Surgery for Colorectal Cancer in Crohn’s Disease: Should We Perform a Total Proctocolectomy for All Patients With High-Grade Dysplasia and Cancer in Crohn’s Disease?
In the 2007 guidelines, the recommendation for colorectal cancer (CRC) associated with Crohn’s disease (CD) was resection (level of evidence III, grade of recommendation B). The appropriate extent of resection for dysplasia including high grade, multifocal, and dysplasia associated with lesion or mass was reported as “unclear…ranging from a limited segment…to the entire colon and rectum.3” However, the recent guidelines1 recommended that “total proctocolectomy (TPC) should be considered for patients with carcinoma, nonadenoma-like dysplasia associated with lesion or mass, high-grade dysplasia or multifocal low-grade dysplasia” (level of evidence I, grade of recommendation B).
This was primarily based on 2 studies, which indicated that 14% to 40% of patients undergoing segmental resection for CRC develop metachronous tumors.3,4 The study by Kiran et al3 recommended TPC for dysplasia, because 16 patients (44%) undergoing TPC or subtotal colectomy (STC) had multifocal dysplasia. The study by Maser et al4 reported on 64 patients who had segmental resection or STC for colon cancer. Nineteen (40%) of 47 who had segmental resection developed metachronous tumor. Six (35%) of 17 who had STC had metachronous cancer. The mean time to new cancer was reported as ≈7 years.

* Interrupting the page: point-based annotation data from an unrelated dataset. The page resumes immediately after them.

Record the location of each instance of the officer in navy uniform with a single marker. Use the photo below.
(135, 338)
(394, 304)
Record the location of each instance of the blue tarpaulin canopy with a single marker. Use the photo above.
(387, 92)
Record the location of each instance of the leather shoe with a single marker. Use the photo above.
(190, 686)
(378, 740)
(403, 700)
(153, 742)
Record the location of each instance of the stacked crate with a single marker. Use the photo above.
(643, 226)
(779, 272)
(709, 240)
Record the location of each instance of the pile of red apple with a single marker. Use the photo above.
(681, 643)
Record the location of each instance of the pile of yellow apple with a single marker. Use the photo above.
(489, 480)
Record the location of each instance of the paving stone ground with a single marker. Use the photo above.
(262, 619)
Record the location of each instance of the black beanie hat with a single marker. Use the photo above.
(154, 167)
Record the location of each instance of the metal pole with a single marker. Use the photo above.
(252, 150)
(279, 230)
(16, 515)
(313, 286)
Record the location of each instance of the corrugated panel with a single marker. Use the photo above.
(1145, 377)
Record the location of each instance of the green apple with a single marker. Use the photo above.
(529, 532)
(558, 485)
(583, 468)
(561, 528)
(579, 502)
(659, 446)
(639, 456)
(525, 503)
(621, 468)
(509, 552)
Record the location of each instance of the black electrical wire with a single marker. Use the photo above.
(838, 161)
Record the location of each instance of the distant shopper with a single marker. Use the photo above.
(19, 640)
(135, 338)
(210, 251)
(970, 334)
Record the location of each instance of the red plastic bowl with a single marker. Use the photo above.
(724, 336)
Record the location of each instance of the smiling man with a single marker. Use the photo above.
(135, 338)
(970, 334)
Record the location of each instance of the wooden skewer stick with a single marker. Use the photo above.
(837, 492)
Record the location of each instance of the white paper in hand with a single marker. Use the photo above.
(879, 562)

Should we perform a TPC on all patients with dysplasia or CRC in CD? We believe that there is still insufficient evidence in the literature to make a strong recommendation for TPC. The studies by Maser et al4 and Kiran et al3 were only small case series, such that the reported recommendation grade of IB is puzzling. TPC is associated with higher morbidity, short- and long-term complication profiles, and permanent stoma, because IPAA is not usually a recommended option in CD.
Recent studies have shown that the incidence of cancer in CD is much lower than once thought. Selinger et al5 reported an incidence of CRC in CD to be 1% at 10 years and 2% at 30 years. The meta-analysis by Laukoetter et al6 indicated that the risk of CRC was lower in CD than ulcerative colitis, and a meta-analysis by von Roon et al7 showed that the risk of rectal cancer in CD was not significantly higher than in the general population. There are limited data on the risk of metachronous and synchronous CRC in CD. With this in mind, the recommendation of total proctocolectomy based on 6 patients having metachronous cancer after STC and 19 after segmental resection,4 as well as a higher risk of multifocal dysplasia,3 may need additional consideration.